Jeux à la française est le titre du CD que la violoncelliste Armance Quéro et le pianiste Joseph Birnbaum, deux jeunes musiciens au parcours déjà impressionnant, ont enregistré récemment chez Etcetera. Vierne, Widor, Debussy, Escaich sont au programme de ce très beau disque.
Les œuvres de musique de chambre de Louis Vierne contiennent des chefs-d’œuvre qu’il est navrant d’entendre si peu dans les concerts et les enregistrements. La Sonate pour violon et piano, la Sonate pour violoncelle et piano et le Quintette avec piano sont pourtant des œuvres d’une grande valeur ! C’est donc avec bonheur que je découvre sur ce CD, très bien défendue par ces deux jeunes interprètes, la Sonate pour violoncelle et piano écrite en 1911 au moment où le célèbre organiste aveugle de Notre-Dame-de-Paris travaillait à sa Troisième Symphonie pour orgue. Cette sonate dans laquelle Vierne met une ferveur peut-être décuplée par ses déboires avec le Conservatoire qui l’ont tant blessé est à la fois romantique et fauréenne. Son deuxième mouvement est, selon les mots d’Harry Halbreich « l’une des cimes de toute la musique française ».

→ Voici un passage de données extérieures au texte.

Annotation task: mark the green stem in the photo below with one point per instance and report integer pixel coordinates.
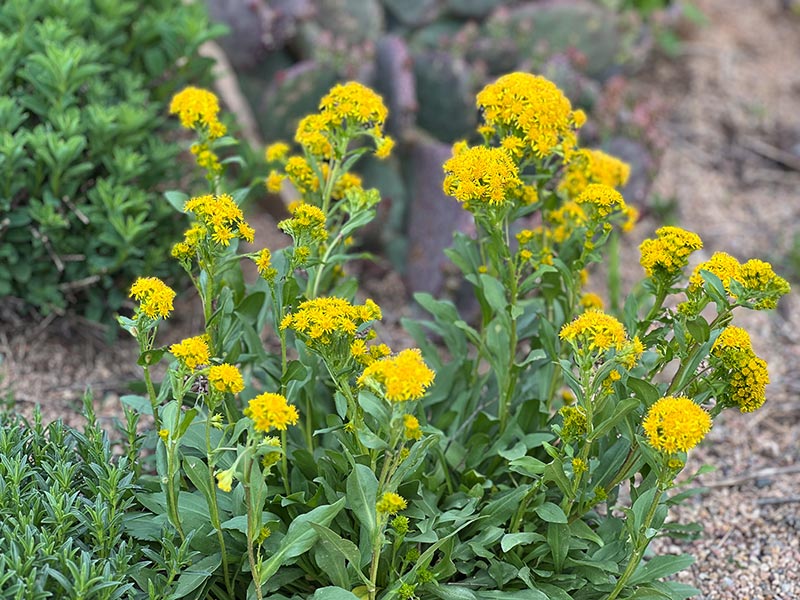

Les Trois pièces op.21 de Charles-Marie Widor, le célèbre organiste de Saint-Sulpice et grande figure du Conservatoire de Paris dès 1890, sont de très belles pages de salon que le jeu expressif d’Anne Quéro et l’accompagnement liquide de Joseph Birnbaum mettent merveilleusement en valeur.
La Sonate de Debussy, composée en quelques jours à l’été 1915 lors d’un séjour à Pourville alors que le compositeur tentait de reprendre des forces face à la maladie qui progressait inexorablement, avait initialement pour titre « Pierrot fâché avec la lune » ce qui annonce bien le caractère humoristique ou plus exactement sarcastique de cette œuvre hors norme qui, par ailleurs, contient des allusions aussi bien à la musique française du XVIIème siècle qu’à la musique espagnole avec mêmes quelques clins d’œil à Iberia, et que nos jeunes musiciens interprètent d’une manière particulièrement vivante.
Le CD se referme sur le Nocturne de Thierry Escaich, œuvre dont le titre « prend ici un sens métaphorique laissant supposer un regard noir, désespéré – nocturnal – sur le monde » pour reprendre l’excellente formule de Jean-François Boukobza dans le livret qui accompagne le CD.